Managing Disk Space Used by Transaction Logs
Calculating Disk Space Needed by Transaction Logs
Transaction logs require (snapshot_trigger_size
* snapshots_to_keep
) of space over time (approximately), or about 4 GB per partition using the default values of these variables. Hence the transaction logs can grow to 2GB before a snapshot is taken. It is recommended to have twice this amount of disk space available for long-term log storage.
Each database partition has two preallocated transaction log files. By default, these files are 256 MB each. The size of these preallocated transaction log files is defined by the variable log_file_size_partitions
. For example, if each leaf has 8 partitions, an empty database will require 2 log files * 256 MB * 8 partitions = 4 GB of space in transaction logs per leaf. It is important to remember that paired mode high availability is on by default. This means that each leaf will have one set of master database partitions and one set of replica database partitions, and therefore the minimum amount of space required for transaction logs is doubled: 2 log files * 256 MB * 16 partitions = 8 GB per leaf node. Extending this to a cluster with 10 databases, the transaction logs will consume at least 8 GB * 10 databases = 80 GB.

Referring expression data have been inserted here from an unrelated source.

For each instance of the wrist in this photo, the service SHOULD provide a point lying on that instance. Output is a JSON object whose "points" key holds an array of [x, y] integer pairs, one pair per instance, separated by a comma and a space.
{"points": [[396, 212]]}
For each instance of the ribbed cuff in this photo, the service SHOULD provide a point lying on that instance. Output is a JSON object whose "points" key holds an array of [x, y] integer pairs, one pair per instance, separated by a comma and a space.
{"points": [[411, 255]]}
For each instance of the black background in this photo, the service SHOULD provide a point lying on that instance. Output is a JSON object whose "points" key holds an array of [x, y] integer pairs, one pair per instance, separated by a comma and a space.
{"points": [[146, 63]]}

Moreover, when queries are submitted to the database transaction log files are filled. Once the preallocated logs become full, more will be created. The transaction logs will only be truncated once a snapshot is taken. Snapshots occur when a partition has enough transactions to meet the snapshot_trigger_size
, which is 2GB by default. See the section Deleting Transaction Logs below for more information on snapshots.
Controlling Individual Log File Size
Individual log file size can be controlled by adjusting the log_file_size_partitions
and log_file_size_ref_dbs
global engine variables. These variables are set to large values so that the preallocated files can handle sudden high throughput. Note that changing the log file size will not affect existing databases. Reducing the size of existing log files will have a random and severe performance impact on your workload when new log files need to be allocated.
These engine variables impact write throughput when there is a sustained burst of rowstore writes. Dips in throughput indicate the need to create a new log file. If your workload is mostly columnstore it's unlikely you would notice anything.
Reducing Disk Space Used by Transaction Logs
To reduce the total disk space occupied by all log files, tune the snapshot_trigger_size
and snapshots_to_keep
global engine variables while keeping the following in mind.
A lower
snapshot_trigger_size
value will result in more frequent snapshots, thereby reducing the accumulation of transaction logs. However, a higher setting will lead to fewer snapshots and result in a longer replay time for the snapshots taken.A large
snapshots_to_keep
value increases the number of snapshots available and therefore increases the amount of space needed to store snapshots.
Managing Transaction Log Growth
To manage the growing size of your transaction logs, you can safely expand the disk size to accommodate new log files.
Deleting Transaction Logs
Warning
Transaction log files should never be deleted manually as doing so may result in the loss or corruption of your data.
To delete transaction logs, run SNAPSHOT on the database in which the logs are growing. This command forces the cleanup of log files, thereby allowing you to control how much disk space exists between snapshots. Once you issue this command, all the logs will be committed to the snapshot and deleted. (note that the engine always keeps two log files created ahead).
You can run the du
Linux command to determine which databases have the largest log files.
In the following situations, SNAPSHOT is run implicitly, in accordance with the value of the snapshots_to_keep
variable. This causes deletion of the transaction logs:
Transaction logs reach the size defined by the
snapshot_trigger_size
variable and, as a result, a snapshot is triggered.The BACKUP command is run and, as a result, a snapshot is triggered.
Node maintenance operations occur (such as cluster upgrades) and, as a result, a snapshot is triggered.
The transaction logs may not get immediately cleaned out because the garbage collector (GC) has to do the final cleanup to complete the deletion process. Since the transaction logs are a part of the normal operation they will regrow so ideally there should be enough disk space to completely fill the TX logs and snapshots.